SYNGAP1 Clinical Research Studies
SYNGAP1 (MRD5) Registry and Natural History Study
The primary aim of the SYNGAP1 (MRD5) Natural History Study Registry is to conduct a prospectively-planned and efficient natural history study that will result in the most comprehensive understanding of the disease and its course and pace over time. A critical amount of clinical information is needed to understand what is causing any disease and the purpose of registries are to capture information from each patient that may shed light on understanding how to pursue treatments. Since SYNGAP is rare, there are so few patients, it is critical that every patient is registered. This information will bring together information in order to understand the diversity of the disease. This program is made possible with the help and partnership of the National Organization of Rare Disease (NORD) and the US Federal Drug Administration (FDA).
Sleep Study Survey
We are conducting a study to determine sleep patterns in individuals with neurodevelopmental and neuropsychiatric disorders compared with other individuals. The research will be conducted at Baylor College of Medicine with affiliation to Texas Children’s Hospital
Rare Epilepsy Network (REN)
To expedite research into the rare epilepsies, 22 rare epilepsy foundations have joined forces with the Epilepsy Foundation, Research Triangle Institute, Columbia University, and New York University to create the first-ever Rare Epilepsy Network (REN). With seed funding from the Patient-Centered Outcomes Research Institute (PCORI), the REN is building a patient registry to collect information about rare epilepsy patients to better understand these conditions, improve treatments, and improve the lives and quality of care of patients living with them. A registry gathers and keeps information about people with a certain condition to support and encourage research into that condition. The information people provide is stored in a secure database; Information is given to researchers without names or identifying information of participants.
Sensory Processing Survey
We are conducting a study with the purpose to determine the frequency and severity of sensory processing symptoms in individuals with syndromic autism compared with other children.
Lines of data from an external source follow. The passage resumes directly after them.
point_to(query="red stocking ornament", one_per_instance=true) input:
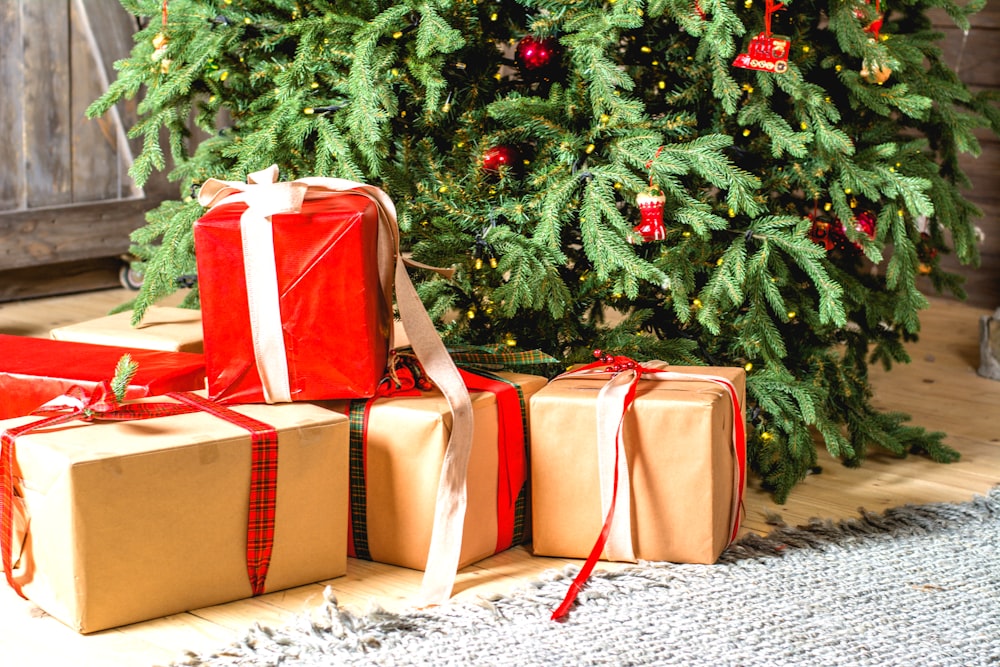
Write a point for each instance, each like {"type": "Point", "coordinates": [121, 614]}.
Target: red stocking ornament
{"type": "Point", "coordinates": [650, 203]}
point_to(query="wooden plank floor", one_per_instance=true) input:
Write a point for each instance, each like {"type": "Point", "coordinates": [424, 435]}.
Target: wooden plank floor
{"type": "Point", "coordinates": [940, 388]}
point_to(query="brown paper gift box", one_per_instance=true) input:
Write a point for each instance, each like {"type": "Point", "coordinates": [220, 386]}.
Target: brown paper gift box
{"type": "Point", "coordinates": [131, 521]}
{"type": "Point", "coordinates": [406, 441]}
{"type": "Point", "coordinates": [678, 440]}
{"type": "Point", "coordinates": [162, 328]}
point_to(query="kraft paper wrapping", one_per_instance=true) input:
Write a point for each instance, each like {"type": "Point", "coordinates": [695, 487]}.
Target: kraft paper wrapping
{"type": "Point", "coordinates": [678, 440]}
{"type": "Point", "coordinates": [162, 328]}
{"type": "Point", "coordinates": [407, 439]}
{"type": "Point", "coordinates": [131, 521]}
The research will be conducted at Baylor College of Medicine with affiliation to Texas Children’s Hospital.
The Neuro-GD Study
Describing and understanding neurodevelopmental conditions of genetic cause.
Johns Hopkins Sleep Study Recordings Translational Science Study
Children diagnosed with SYNGAP1 mutations are often reported to have sleep disorders. However, there is no clear understanding of the macro-, micro-sleep architecture and EEG spectral power anomalies that underlie such dysfunction. Such spectral power anomalies could also underlie the intellectual disabilities consistently reported for SYNGAP1 since memory consolidation and learning are known to heavily depend on the stability of NREM and REM cycles during sleep.
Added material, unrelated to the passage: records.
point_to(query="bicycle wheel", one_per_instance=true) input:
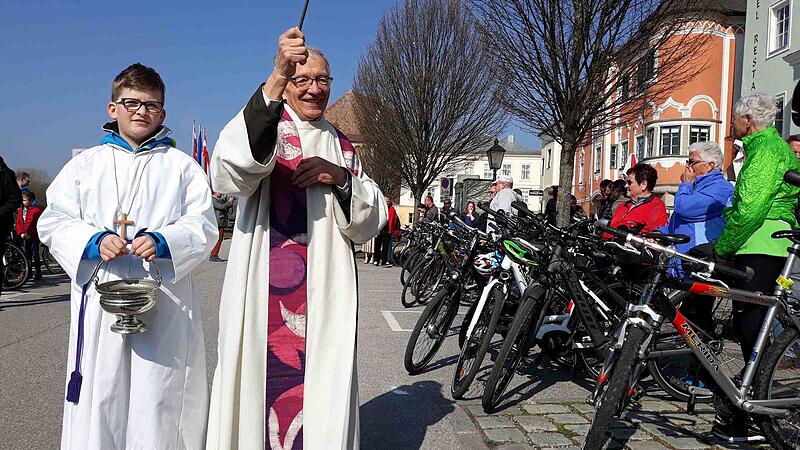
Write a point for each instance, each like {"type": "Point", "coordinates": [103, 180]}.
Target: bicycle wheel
{"type": "Point", "coordinates": [612, 398]}
{"type": "Point", "coordinates": [430, 330]}
{"type": "Point", "coordinates": [515, 347]}
{"type": "Point", "coordinates": [778, 377]}
{"type": "Point", "coordinates": [50, 262]}
{"type": "Point", "coordinates": [16, 267]}
{"type": "Point", "coordinates": [475, 347]}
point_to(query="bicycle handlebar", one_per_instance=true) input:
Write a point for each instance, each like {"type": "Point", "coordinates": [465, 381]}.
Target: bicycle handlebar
{"type": "Point", "coordinates": [672, 253]}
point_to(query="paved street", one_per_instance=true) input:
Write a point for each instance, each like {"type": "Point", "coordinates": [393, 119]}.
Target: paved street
{"type": "Point", "coordinates": [545, 409]}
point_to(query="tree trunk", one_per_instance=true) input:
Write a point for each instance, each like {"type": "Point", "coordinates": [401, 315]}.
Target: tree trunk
{"type": "Point", "coordinates": [566, 176]}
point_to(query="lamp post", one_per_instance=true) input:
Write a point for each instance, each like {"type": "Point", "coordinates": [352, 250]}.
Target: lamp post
{"type": "Point", "coordinates": [495, 155]}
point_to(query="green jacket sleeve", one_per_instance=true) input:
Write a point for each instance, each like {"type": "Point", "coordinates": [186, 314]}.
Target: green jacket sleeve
{"type": "Point", "coordinates": [758, 183]}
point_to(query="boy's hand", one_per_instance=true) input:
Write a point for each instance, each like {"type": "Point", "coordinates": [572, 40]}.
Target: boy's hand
{"type": "Point", "coordinates": [143, 248]}
{"type": "Point", "coordinates": [111, 247]}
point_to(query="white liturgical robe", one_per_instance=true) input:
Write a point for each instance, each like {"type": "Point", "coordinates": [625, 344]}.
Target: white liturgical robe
{"type": "Point", "coordinates": [330, 404]}
{"type": "Point", "coordinates": [145, 391]}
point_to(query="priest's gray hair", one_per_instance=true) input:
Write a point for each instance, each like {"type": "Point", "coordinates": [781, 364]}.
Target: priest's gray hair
{"type": "Point", "coordinates": [761, 107]}
{"type": "Point", "coordinates": [708, 151]}
{"type": "Point", "coordinates": [316, 52]}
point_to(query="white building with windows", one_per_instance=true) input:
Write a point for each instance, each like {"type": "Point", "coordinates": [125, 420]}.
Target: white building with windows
{"type": "Point", "coordinates": [523, 164]}
{"type": "Point", "coordinates": [772, 55]}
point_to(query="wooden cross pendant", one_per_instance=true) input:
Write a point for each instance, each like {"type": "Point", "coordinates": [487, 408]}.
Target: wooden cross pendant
{"type": "Point", "coordinates": [124, 222]}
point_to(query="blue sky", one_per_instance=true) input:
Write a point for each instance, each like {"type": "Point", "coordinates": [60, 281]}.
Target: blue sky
{"type": "Point", "coordinates": [59, 58]}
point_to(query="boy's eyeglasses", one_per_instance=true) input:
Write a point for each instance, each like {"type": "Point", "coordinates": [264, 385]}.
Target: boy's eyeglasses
{"type": "Point", "coordinates": [305, 82]}
{"type": "Point", "coordinates": [133, 105]}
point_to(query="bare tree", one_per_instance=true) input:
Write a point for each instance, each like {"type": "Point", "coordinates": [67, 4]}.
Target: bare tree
{"type": "Point", "coordinates": [427, 94]}
{"type": "Point", "coordinates": [578, 67]}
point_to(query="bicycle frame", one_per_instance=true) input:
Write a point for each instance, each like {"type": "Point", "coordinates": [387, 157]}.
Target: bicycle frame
{"type": "Point", "coordinates": [643, 315]}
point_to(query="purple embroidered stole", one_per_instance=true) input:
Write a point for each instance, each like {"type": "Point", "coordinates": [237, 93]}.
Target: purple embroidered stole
{"type": "Point", "coordinates": [288, 274]}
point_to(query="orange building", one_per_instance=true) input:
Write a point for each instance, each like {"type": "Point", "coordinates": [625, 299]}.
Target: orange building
{"type": "Point", "coordinates": [699, 110]}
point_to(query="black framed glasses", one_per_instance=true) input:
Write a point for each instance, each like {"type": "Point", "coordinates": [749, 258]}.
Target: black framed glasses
{"type": "Point", "coordinates": [133, 105]}
{"type": "Point", "coordinates": [306, 82]}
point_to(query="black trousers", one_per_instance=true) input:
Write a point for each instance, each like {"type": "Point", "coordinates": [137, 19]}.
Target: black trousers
{"type": "Point", "coordinates": [383, 245]}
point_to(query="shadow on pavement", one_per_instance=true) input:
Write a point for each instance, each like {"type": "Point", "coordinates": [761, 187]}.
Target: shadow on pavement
{"type": "Point", "coordinates": [400, 418]}
{"type": "Point", "coordinates": [38, 301]}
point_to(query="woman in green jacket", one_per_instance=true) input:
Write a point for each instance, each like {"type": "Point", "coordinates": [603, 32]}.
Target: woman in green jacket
{"type": "Point", "coordinates": [762, 204]}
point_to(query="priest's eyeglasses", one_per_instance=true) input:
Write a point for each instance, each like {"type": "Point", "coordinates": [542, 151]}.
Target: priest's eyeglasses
{"type": "Point", "coordinates": [133, 105]}
{"type": "Point", "coordinates": [305, 82]}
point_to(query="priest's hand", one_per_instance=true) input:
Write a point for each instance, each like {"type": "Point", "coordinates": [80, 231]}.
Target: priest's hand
{"type": "Point", "coordinates": [144, 248]}
{"type": "Point", "coordinates": [112, 246]}
{"type": "Point", "coordinates": [291, 52]}
{"type": "Point", "coordinates": [317, 170]}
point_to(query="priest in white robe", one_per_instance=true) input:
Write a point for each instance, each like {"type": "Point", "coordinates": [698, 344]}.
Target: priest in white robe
{"type": "Point", "coordinates": [139, 391]}
{"type": "Point", "coordinates": [286, 376]}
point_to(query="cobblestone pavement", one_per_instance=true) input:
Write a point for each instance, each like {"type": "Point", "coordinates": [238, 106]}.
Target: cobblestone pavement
{"type": "Point", "coordinates": [653, 424]}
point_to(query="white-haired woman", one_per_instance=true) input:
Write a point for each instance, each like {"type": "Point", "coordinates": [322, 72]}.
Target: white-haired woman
{"type": "Point", "coordinates": [762, 204]}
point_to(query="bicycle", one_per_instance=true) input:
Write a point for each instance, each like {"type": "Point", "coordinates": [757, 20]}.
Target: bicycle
{"type": "Point", "coordinates": [765, 389]}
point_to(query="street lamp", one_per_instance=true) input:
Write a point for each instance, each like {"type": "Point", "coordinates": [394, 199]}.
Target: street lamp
{"type": "Point", "coordinates": [495, 155]}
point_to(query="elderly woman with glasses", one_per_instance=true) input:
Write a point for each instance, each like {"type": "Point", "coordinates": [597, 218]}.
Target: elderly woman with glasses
{"type": "Point", "coordinates": [762, 205]}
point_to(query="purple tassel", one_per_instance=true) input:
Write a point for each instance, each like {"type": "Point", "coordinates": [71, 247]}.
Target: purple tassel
{"type": "Point", "coordinates": [74, 387]}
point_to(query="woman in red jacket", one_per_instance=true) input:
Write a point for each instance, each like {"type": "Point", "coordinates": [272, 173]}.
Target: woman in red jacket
{"type": "Point", "coordinates": [27, 216]}
{"type": "Point", "coordinates": [643, 211]}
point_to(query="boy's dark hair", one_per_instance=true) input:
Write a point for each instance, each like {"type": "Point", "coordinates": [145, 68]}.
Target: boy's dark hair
{"type": "Point", "coordinates": [644, 172]}
{"type": "Point", "coordinates": [140, 77]}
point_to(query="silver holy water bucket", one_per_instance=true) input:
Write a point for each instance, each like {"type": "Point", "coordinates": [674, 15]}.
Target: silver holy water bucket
{"type": "Point", "coordinates": [127, 298]}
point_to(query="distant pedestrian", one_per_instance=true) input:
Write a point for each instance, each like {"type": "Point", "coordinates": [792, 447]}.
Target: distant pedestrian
{"type": "Point", "coordinates": [10, 199]}
{"type": "Point", "coordinates": [221, 204]}
{"type": "Point", "coordinates": [27, 217]}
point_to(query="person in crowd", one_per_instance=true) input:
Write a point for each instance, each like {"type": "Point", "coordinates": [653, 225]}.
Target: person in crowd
{"type": "Point", "coordinates": [23, 181]}
{"type": "Point", "coordinates": [447, 208]}
{"type": "Point", "coordinates": [471, 215]}
{"type": "Point", "coordinates": [643, 211]}
{"type": "Point", "coordinates": [286, 373]}
{"type": "Point", "coordinates": [794, 143]}
{"type": "Point", "coordinates": [221, 204]}
{"type": "Point", "coordinates": [431, 210]}
{"type": "Point", "coordinates": [605, 199]}
{"type": "Point", "coordinates": [762, 204]}
{"type": "Point", "coordinates": [10, 200]}
{"type": "Point", "coordinates": [383, 242]}
{"type": "Point", "coordinates": [27, 218]}
{"type": "Point", "coordinates": [699, 202]}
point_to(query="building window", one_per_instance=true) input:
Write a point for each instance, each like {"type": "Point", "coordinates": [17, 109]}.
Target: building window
{"type": "Point", "coordinates": [698, 134]}
{"type": "Point", "coordinates": [487, 172]}
{"type": "Point", "coordinates": [613, 156]}
{"type": "Point", "coordinates": [639, 148]}
{"type": "Point", "coordinates": [670, 141]}
{"type": "Point", "coordinates": [623, 155]}
{"type": "Point", "coordinates": [598, 154]}
{"type": "Point", "coordinates": [779, 27]}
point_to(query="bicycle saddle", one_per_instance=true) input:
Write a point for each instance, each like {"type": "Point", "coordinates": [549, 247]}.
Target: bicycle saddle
{"type": "Point", "coordinates": [672, 239]}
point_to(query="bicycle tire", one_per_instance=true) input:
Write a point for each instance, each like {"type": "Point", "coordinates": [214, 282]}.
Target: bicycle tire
{"type": "Point", "coordinates": [611, 399]}
{"type": "Point", "coordinates": [471, 356]}
{"type": "Point", "coordinates": [780, 358]}
{"type": "Point", "coordinates": [50, 262]}
{"type": "Point", "coordinates": [439, 313]}
{"type": "Point", "coordinates": [16, 267]}
{"type": "Point", "coordinates": [513, 349]}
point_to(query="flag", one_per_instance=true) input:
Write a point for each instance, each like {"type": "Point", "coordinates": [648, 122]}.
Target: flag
{"type": "Point", "coordinates": [194, 140]}
{"type": "Point", "coordinates": [206, 159]}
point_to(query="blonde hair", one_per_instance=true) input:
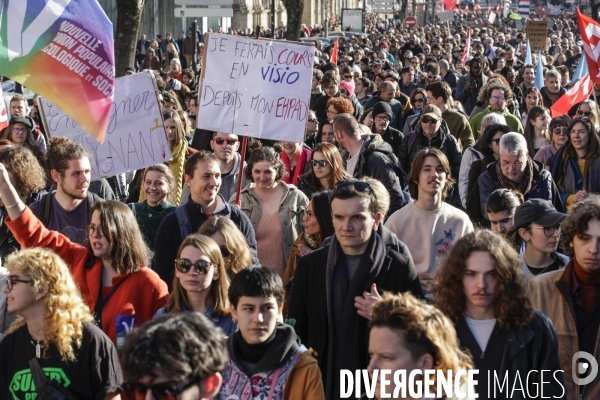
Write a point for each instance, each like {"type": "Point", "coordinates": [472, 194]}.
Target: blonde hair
{"type": "Point", "coordinates": [66, 312]}
{"type": "Point", "coordinates": [218, 288]}
{"type": "Point", "coordinates": [235, 241]}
KKI/John's Hopkins Research Study - Sleep, Cognition, Behaviors and Sensory Processing Disorders
We are recruiting children with SYNGAP1 ages 3 – 17 years to study sleep, cognition, challenging behaviors, and sensory processing difficulties.
Simon's Searchlight Autism Study
Since September 2010, the Simons Searchlight has been recruiting families to participate in a research study aimed to better understand the medical, learning and behavioral features of individuals with genetic changes associated with features of autism, developmental delays, and other neurodevelopmental concerns (like seizures). We also aim to identify the needs of their families while providing support through education, access to experts, and by connecting with other families.